A Juan Cruz le tocó un privilegio que es un poema encarnado: llevar a Jorge Luis Borges a sentir la luz de la cúpula de vitral del hotel Palace de Madrid, donde se hospedó cuando vino a recibir el Premio Cervantes de Literatura.
Crucé el Atlántico en un largo viaje desde Cartagena de Indias a Madrid, y uno de mis deseos fue estar bajo esa luz al atardecer. Me llevó Dasso Saldívar. Mientras bebíamos café evocábamos cómo pudo ser aquel instante.

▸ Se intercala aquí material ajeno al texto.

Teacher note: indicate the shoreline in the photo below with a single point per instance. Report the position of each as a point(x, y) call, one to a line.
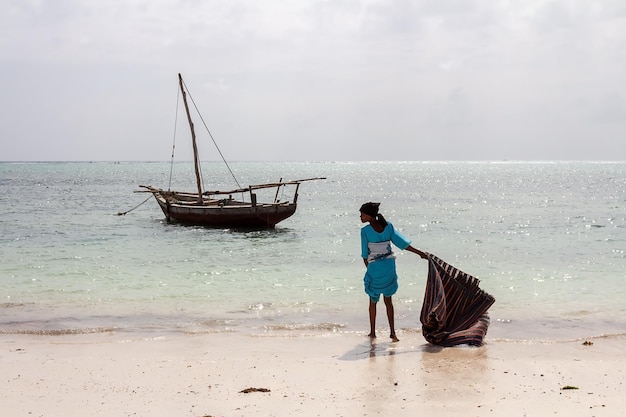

La luz derramó su oro y Borges presintió el amarillo desde la otra luz de la ceguera. La luz se inclinó sobre el tiempo, mientras los visitantes de la tarde bebían pausadamente un café o un vino y los colores se dispersaban por el aire, como el agitado plumaje de un ave del arco iris. Todo brillaba allí, intacto como aquel atardecer de bastón de nácar y manos lentas aferradas a la suave madera. Todo allí, imperturbable, gravitaba en su propio resplandor de hemisferios que juegan a la aurora, al mediodía y al ocaso.
Juan Cruz cuenta que además de pasearlo por el corazón de Madrid y llevarlo a probar los manjares del reino, Borges le pidió que le ayudara a cerrar su maleta. Pero qué curioso. Le sugirió que dejara un intersticio abierto para que respiraran las camisas.
Apoyado en aquel bastón tallado, Borges recordó en Madrid las vigilias de Cervantes para escribir su novela en la que su protagonista, casi de su misma edad, batallaba contra la desesperación y la soledad en los senderos de la Mancha. Borges recordaba los caminos perdidos de los cafés en donde estuvo siendo muy joven y tuvo, al despertar en Madrid, la rara sensación de ser un habitante de la metáfora, un peregrino del azar que los dioses tejen con la geometría de los sueños.
Borges cruzó el verano para encontrarse con la primavera.
Su corazón latía bajo el resplandor de la cúpula. Cuando la luz dorada tocó sus párpados, algo de la nostalgia del amarillo volvió a despertar en su memoria.
Hace poco María Kodama contó que cada vez que Borges se emocionaba, cerraba los ojos. En lo alto de su emoción siempre cerraba los ojos para descubrir el más íntimo resplandor de los ángeles.
Así que, bajo la cúpula de Madrid, Borges, ciego, cerró sus ojos para sentir la luz más allá de la sombra.